Andreas Jung (CDU) will die Regeln zu Hitzefrei an Schulen auf den Prüfstand stellen.
Von red/dpa/lsw
Der baden-württembergische Kultusminister Andreas Jung (CDU) will einem Medienbericht zufolge die Regelungen für Hitzefrei an Schulen neu fassen. „Ich kann mir vorstellen, dass wir neue Regelungen erarbeiten, alles auf den Prüfstand stellen“, sagte er am Morgen im Radiosender SWR1.
Dies könnte dann aber frühestens ab dem nächsten Schuljahr gelten. Die Verantwortung dafür, Hitzefrei zu geben, liege dann zwar weiterhin bei den Schulen. Er sei aber dafür, etwas mehr Verbindlichkeit hineinzubringen.
Das Kultusministerium macht derzeit keine generellen Vorgaben, ob und wann Schülerinnen und Schüler Hitzefrei bekommen.
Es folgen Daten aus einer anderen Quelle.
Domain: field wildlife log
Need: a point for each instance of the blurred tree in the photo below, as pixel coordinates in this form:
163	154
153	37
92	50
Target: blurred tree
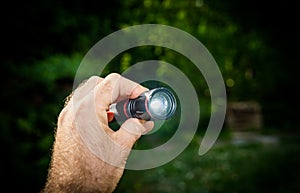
44	41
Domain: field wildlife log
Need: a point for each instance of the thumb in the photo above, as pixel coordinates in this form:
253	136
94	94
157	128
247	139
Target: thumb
131	130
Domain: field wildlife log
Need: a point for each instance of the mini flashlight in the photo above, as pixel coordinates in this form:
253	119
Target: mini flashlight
155	104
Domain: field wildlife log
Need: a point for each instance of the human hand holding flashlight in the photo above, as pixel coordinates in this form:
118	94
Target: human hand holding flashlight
75	165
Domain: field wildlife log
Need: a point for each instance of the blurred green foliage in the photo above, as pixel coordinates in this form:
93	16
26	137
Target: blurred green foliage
45	41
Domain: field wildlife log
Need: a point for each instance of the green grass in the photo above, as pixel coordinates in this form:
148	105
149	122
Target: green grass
226	168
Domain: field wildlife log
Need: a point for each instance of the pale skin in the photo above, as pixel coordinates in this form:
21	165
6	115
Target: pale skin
74	166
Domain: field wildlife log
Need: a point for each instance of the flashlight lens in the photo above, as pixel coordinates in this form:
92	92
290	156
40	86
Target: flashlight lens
162	105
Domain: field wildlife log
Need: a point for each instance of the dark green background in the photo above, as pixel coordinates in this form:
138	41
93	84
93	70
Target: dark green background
254	44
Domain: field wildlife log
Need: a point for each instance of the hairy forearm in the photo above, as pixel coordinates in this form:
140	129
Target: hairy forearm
75	169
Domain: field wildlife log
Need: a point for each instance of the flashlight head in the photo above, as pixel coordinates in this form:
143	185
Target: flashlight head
155	104
161	103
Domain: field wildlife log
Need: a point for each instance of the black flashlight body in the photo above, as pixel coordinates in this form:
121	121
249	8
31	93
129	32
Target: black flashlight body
155	104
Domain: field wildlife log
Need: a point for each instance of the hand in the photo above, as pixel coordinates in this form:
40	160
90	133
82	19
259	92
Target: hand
87	155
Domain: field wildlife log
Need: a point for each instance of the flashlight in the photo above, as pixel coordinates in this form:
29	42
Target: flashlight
155	104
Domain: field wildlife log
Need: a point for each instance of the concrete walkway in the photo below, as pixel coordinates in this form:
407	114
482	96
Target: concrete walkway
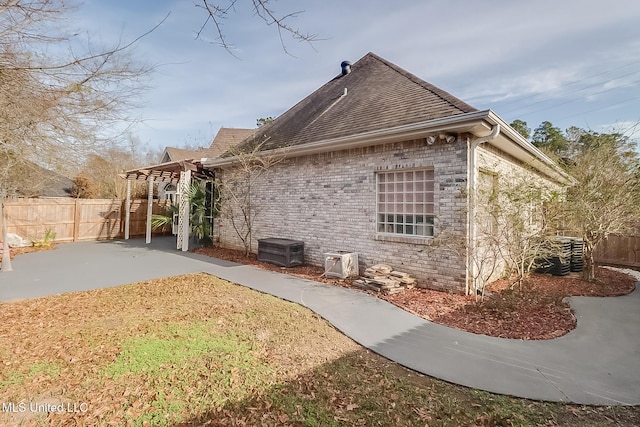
597	363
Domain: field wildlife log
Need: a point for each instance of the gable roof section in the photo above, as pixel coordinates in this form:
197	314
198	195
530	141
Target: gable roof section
225	139
375	95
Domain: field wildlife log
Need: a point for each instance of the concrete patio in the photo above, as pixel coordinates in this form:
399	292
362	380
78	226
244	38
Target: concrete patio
597	363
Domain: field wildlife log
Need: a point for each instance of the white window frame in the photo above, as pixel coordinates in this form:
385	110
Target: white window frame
405	203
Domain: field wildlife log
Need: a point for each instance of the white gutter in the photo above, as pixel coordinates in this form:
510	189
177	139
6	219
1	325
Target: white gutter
471	201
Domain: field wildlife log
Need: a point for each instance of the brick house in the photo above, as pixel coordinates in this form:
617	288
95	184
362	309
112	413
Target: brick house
380	162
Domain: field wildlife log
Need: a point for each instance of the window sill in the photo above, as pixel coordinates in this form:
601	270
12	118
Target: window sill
415	240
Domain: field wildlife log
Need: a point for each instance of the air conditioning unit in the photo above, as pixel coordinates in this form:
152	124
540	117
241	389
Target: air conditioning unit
341	264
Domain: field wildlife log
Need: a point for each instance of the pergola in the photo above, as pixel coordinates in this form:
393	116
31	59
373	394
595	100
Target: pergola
178	173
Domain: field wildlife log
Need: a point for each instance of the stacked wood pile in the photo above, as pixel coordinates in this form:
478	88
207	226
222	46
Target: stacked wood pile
383	278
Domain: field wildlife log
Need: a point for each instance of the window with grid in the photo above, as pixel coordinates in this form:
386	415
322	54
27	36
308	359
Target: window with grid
405	202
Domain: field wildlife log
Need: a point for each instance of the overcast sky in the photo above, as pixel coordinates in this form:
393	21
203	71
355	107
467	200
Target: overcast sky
571	62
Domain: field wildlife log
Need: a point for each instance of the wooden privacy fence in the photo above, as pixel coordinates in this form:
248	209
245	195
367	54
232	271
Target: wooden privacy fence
623	250
77	219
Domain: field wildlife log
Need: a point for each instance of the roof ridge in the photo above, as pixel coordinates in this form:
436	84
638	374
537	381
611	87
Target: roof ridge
442	94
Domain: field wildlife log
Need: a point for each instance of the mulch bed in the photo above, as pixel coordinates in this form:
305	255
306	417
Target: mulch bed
532	313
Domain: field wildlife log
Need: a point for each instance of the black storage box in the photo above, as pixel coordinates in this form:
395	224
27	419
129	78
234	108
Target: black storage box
282	252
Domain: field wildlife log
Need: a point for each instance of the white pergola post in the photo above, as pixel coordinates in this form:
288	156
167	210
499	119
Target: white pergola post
127	213
149	209
185	208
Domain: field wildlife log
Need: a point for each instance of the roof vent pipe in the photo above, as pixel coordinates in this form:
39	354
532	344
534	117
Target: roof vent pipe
346	67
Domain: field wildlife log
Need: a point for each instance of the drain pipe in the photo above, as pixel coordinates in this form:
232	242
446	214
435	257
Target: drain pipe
471	202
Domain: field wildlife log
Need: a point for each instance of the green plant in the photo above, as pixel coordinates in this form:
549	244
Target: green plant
49	237
198	221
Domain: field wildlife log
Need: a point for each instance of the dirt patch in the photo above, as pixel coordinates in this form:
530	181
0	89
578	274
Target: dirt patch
532	313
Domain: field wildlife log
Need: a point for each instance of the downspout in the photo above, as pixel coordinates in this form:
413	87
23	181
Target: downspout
471	201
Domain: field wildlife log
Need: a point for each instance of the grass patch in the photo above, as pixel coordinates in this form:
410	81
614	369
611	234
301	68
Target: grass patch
196	350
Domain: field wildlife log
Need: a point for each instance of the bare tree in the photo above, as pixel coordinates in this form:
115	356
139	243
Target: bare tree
220	10
56	108
527	213
237	190
606	198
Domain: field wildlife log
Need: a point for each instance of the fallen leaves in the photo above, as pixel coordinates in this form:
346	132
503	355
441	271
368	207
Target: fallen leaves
533	314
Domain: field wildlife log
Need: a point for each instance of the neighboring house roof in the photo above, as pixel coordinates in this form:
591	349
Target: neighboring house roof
225	139
375	95
31	180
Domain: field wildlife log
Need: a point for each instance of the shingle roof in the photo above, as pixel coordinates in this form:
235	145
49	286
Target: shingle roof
379	95
227	138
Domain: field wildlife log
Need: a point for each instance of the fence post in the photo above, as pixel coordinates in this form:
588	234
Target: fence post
149	210
127	211
76	220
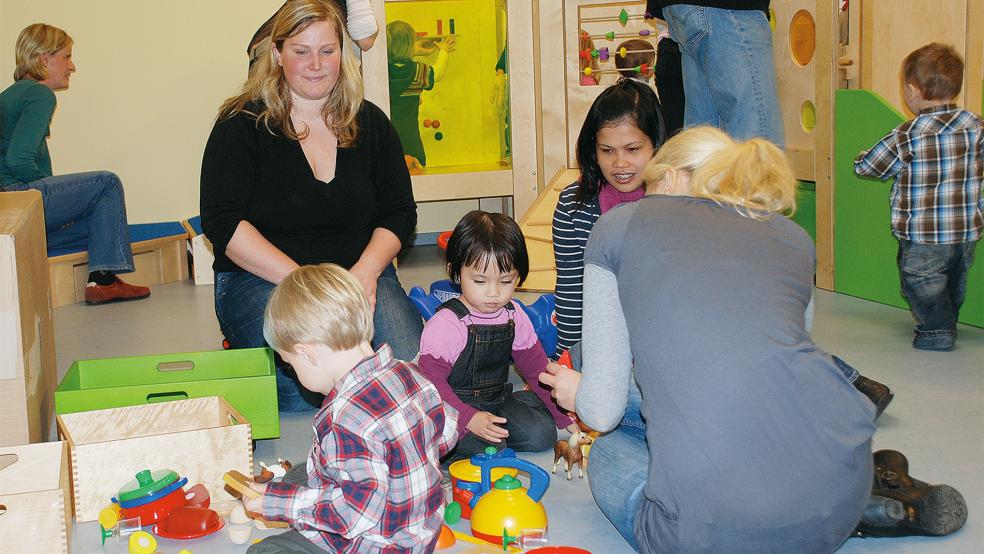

Auch eine landesweit einheitliche Temperaturgrenze, bei der der Unterricht automatisch endet, gibt es nicht. Als Kriterium wird aber unter anderem empfohlen, dass die Schulen Hitzefrei geben können, wenn die Außentemperatur um 11.00 Uhr mindestens 25 Grad im Schatten beträgt.
Daraus müsse eine „Soll“-Regelung werden, erklärte der Minister im SWR1. Er sei zudem dafür, dass man die Temperatur im Klassenzimmer zum Maßstab nehme.